Ao final da obra, os autores fazem considerações, das quais destaco duas, sobre a atual situação da saúde do trabalhador: "O atual governo federal tem reafirmado sua posição contrária à privatização do SAT (Seguro de Acidentes de Trabalho), ambicionada pelas grandes seguradoras, mas é importante que não baixemos a guarda e estejamos permanentemente atentos a qualquer tentativa neste sentido. Vale lembrar que, em decorrência de proposta de emenda constitucional apresentada pelo governo anterior (PEC 20), alterou-se a Constituição Federal abrindo brecha para a privatização" e "O Ministério do Trabalho e Emprego (MTE), contrariando diversas expectativas de quem esperava que o atual governo federal trataria com a importância necessária a área de Saúde do Trabalhador, tem se pautado por uma política dúbia e com sinais evidentes de pouca valorização das suas atribuições neste campo".
Os autores analisam como, ao longo de mais de duas décadas, os diferentes atores sociais (trabalhadores, pesquisadores, profissionais de saúde, sindicatos, universidades, organismos governamentais e outros) tentaram se articular em um esforço conjunto tendo em vista a construção de uma política de Estado para a área de saúde do trabalhador. "Essa análise é feita baseada em depoimentos e em fatos ocorridos particularmente no Estado de São Paulo e vividos pelos autores desde a década de 1980".
Um dos méritos deste trabalho é trazer a público o registro da atuação de profissionais envolvidos com a área da saúde do trabalhador comprometidos com a classe trabalhadora. Que sirva de exemplo para os novos profissionais da área, em especial aqueles que estão à frente dos Centros de Referência de Saúde do Trabalhador, em expansão no país. Cabe também reafirmar a necessidade de os estudos e pesquisas desta área se pautarem por uma perspectiva crítica e serem embasados por abordagens multi(trans)disciplinares, de caráter integrador para se obter uma melhor apreensão da saúde do trabalhador que é consumida pelo capital em processo. Minayo-Gómez & Lacaz 1 (p. 802) alertam para esta questão ao comentarem levantamento sobre a produção científica da área realizado por René Mendes: "...é evidente o predomínio da construção de conhecimento fragmentado, disperso, unidisciplinar, quando não repetitivo e tecnicista, resultante de pesquisas e análises pontuais desenvolvidas com abordagens próprias de cada disciplina: ou só da epidemiologia, ou só das ciências sociais e humanas, ou só da toxicologia, ou só da engenharia, dentre outras. (...) O que mais existe na produção de nossa área é um forte investimento na aplicação correta dos métodos, o que ocorre, por exemplo, em estudos com base na abordagem epidemiológica de dados primários ou secundários, sem a preocupação de se discutir a pertinência e significância do objeto estudado e sua contribuição para o avanço do conhecimento ou para o desencadeamento de ações práticas".

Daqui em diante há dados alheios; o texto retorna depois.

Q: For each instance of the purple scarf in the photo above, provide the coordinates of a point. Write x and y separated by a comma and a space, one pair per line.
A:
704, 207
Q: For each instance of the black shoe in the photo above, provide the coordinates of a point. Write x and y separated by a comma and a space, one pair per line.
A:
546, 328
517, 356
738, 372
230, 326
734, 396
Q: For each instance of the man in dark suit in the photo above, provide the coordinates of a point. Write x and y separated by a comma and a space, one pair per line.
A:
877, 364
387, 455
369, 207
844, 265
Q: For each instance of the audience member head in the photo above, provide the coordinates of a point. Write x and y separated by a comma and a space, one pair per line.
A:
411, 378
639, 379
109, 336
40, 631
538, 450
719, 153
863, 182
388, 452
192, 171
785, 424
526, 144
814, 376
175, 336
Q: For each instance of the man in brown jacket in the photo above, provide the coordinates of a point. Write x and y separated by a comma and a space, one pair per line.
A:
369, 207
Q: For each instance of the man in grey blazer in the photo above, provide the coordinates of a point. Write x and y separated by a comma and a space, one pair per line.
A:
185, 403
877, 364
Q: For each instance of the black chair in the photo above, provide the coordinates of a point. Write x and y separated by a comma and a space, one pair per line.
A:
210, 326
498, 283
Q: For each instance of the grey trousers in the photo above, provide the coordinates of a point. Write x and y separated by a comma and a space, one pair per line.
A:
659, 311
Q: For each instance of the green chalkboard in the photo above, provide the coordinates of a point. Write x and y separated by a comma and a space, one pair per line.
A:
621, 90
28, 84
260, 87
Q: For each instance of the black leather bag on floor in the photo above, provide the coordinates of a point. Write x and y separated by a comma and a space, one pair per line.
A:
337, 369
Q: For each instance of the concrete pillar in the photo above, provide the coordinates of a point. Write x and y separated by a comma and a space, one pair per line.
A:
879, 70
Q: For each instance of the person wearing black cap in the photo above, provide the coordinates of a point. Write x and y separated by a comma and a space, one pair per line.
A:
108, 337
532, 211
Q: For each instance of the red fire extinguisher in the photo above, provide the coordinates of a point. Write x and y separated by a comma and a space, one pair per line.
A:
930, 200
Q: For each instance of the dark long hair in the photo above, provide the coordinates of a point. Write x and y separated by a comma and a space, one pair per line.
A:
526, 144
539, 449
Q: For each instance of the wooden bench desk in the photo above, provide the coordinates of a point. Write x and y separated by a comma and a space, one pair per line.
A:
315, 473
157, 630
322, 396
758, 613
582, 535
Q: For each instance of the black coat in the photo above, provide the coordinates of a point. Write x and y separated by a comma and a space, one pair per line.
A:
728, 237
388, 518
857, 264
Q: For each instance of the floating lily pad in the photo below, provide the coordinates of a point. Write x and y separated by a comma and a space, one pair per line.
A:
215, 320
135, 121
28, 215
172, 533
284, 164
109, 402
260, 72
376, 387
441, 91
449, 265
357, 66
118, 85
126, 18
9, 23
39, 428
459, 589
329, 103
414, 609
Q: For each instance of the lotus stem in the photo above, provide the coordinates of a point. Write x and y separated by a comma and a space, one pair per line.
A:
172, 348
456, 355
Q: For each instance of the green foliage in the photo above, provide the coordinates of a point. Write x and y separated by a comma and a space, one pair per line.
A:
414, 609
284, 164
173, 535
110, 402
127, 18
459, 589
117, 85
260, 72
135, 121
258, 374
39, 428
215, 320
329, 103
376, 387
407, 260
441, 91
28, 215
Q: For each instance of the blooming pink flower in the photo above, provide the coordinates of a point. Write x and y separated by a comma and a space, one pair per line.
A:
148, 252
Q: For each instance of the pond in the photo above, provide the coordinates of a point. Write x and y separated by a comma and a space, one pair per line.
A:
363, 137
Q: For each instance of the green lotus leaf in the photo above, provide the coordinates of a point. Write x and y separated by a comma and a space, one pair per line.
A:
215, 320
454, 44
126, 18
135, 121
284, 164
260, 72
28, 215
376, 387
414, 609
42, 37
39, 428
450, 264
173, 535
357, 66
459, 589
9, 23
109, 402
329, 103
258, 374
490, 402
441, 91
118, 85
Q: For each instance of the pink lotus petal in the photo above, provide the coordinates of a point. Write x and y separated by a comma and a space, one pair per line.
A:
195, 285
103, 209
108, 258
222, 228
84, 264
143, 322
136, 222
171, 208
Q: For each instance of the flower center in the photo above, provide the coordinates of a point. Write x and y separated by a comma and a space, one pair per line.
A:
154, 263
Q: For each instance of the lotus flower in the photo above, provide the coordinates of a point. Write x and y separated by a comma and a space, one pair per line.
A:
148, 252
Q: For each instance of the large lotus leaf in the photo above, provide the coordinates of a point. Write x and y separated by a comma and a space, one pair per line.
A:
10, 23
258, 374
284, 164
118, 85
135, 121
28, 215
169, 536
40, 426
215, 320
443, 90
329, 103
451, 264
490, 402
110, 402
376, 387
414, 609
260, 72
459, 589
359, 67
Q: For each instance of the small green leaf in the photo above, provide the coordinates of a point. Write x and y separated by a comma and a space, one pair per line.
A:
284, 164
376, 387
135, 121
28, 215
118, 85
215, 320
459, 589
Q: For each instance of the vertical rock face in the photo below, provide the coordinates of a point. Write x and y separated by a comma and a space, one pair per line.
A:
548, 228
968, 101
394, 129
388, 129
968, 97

Para finalizar fica o registro da homenagem prestada pelos autores a Bernardo Bedrikow e David Capistrano da Costa Filho, médicos sanitaristas que tiveram atuação importante na área da Medicina do Trabalho e Saúde do Trabalhador: uma entrevista com o primeiro, realizada em 2005 e uma palestra proferida pelo segundo durante o VI Congresso Brasileiro de Saúde Coletiva, em Salvador, Bahia, no ano 2000, estão registradas em um DVD que acompanha o livro.
1. Minayo-Gómez C, Lacaz FAC. Saúde do trabalhador: novas-velhas questões. Cienc Saúde Coletiva 2005; 10:797-807.